We hope that other countries will accede to the Treaty and will take part in this very exciting international scientific co-operation. We were interested in the right reverend Prelate's exegesis of the "compelling scientific purpose". Of course, this is not a precise phrase; but I think the strength of the Antarctic Treaty is the spirit in which the Agreed Measures are carried out. To make them too rigid would, I think, have endangered them. I do not think anyone can fail to notice the contrast between what takes place under this Bill and events in other parts of the world. This will enable the United Kingdom to continue to play its full part in the protection of Antarctic flora and fauna. It makes subject to our own law British observers and exchange scientists; and that is as it should be.

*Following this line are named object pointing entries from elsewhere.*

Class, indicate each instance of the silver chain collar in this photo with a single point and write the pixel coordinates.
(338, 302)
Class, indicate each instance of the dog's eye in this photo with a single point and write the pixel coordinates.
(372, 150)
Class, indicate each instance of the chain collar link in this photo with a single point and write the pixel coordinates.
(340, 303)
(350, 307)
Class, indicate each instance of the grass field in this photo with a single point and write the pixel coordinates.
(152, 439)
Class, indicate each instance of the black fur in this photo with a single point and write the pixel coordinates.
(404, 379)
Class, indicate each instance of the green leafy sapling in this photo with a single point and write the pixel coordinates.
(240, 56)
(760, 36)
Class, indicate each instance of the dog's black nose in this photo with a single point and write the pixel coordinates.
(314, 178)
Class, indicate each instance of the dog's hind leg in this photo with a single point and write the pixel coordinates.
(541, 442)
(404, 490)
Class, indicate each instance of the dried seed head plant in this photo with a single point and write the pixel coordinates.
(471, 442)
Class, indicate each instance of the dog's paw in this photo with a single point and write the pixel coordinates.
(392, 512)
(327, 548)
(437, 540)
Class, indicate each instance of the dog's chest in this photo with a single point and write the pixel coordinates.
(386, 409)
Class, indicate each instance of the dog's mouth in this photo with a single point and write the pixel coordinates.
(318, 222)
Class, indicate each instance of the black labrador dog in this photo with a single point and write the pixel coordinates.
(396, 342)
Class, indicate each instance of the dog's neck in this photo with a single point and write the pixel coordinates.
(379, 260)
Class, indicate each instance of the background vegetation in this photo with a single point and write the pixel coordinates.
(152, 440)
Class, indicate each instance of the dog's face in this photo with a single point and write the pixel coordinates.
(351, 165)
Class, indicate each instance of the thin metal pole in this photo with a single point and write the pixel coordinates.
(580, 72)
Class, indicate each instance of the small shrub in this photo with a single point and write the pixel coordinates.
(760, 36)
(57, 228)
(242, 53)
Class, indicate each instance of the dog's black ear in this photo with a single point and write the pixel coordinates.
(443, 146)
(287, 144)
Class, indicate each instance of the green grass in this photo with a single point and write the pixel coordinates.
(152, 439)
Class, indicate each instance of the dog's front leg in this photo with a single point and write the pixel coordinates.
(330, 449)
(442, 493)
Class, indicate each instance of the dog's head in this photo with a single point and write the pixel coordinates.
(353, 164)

It is worth while to recall, very briefly, the developments when explorers like Scott and my father first went to the Antarctic. They went for two reasons, perhaps three: there was some element of personal glory, certainly the glory of their country and there were scientific reasons. I do not think the glory of their work, or the glory that will come, has been diminished by the fact that we are now continuing these affairs on a more international basis. We accept this development. But there has always been in British Antarctic exploration—as indeed in our exploration in all parts of the world—a strong scientific purpose. The great Royal Navy expeditions—like those of Ross and Captain Scott and since—have always had this strong scientific purpose. So, whatever the heroic side, there was the disinterested pursuit of knowledge for mankind.

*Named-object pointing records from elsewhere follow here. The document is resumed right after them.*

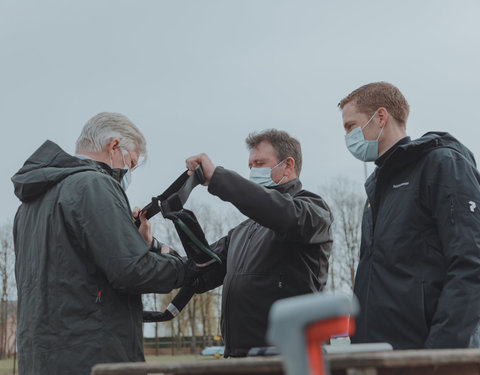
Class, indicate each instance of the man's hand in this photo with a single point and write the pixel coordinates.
(145, 228)
(207, 166)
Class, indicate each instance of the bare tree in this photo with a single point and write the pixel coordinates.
(346, 200)
(7, 308)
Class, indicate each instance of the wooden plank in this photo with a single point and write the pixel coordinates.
(250, 366)
(405, 358)
(399, 362)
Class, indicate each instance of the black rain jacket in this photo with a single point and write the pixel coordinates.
(81, 266)
(418, 280)
(281, 251)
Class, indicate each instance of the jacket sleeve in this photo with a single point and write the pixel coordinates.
(215, 274)
(452, 195)
(303, 218)
(98, 218)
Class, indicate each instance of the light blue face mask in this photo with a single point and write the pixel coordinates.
(263, 176)
(361, 148)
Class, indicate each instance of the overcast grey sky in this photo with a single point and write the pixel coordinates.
(200, 75)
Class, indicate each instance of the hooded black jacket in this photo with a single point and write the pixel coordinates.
(81, 265)
(281, 251)
(418, 279)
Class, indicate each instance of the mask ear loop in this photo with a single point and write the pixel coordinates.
(279, 182)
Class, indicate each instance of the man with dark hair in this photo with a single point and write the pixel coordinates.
(417, 280)
(280, 251)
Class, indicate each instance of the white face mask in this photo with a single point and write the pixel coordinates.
(361, 148)
(263, 176)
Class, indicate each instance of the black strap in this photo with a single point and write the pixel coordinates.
(175, 196)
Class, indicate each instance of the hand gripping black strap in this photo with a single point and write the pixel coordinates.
(170, 203)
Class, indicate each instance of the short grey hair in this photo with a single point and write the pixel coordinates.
(102, 128)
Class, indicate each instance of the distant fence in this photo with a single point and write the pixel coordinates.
(175, 345)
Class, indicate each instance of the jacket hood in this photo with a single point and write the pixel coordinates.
(412, 151)
(46, 167)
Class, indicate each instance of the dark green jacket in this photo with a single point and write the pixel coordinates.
(281, 251)
(418, 278)
(81, 266)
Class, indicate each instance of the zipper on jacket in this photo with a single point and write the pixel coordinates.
(226, 338)
(99, 298)
(452, 212)
(280, 282)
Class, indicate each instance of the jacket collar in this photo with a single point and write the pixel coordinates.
(291, 187)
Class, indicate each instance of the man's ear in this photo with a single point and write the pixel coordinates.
(383, 116)
(290, 167)
(112, 145)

This will continue. The British Antarctic Survey will continue to do their work. We should certainly pay tribute to those who, like the right reverend Prelate, play a part. There will still be opportunities, both for scientists and for those who wish for adventure; and, in an age when so many people think adventure has gone, it is interesting to note that probably more expeditions are going out from the Royal Geographical Society than ever before in the history of this country. They have certain advantages. An R.A.F. expedition has just come back from the Canadian Arctic where, in two months, in territory where I had originally been, they did twenty times as much work as we were able to do in 15 months. It only remains for me to congratulate the right reverend Prelate on the elegant way in which he has piloted this Bill through, and also Sir Clive Bossom who did the same in the other place.

On Question, Bill read 3a, and passed.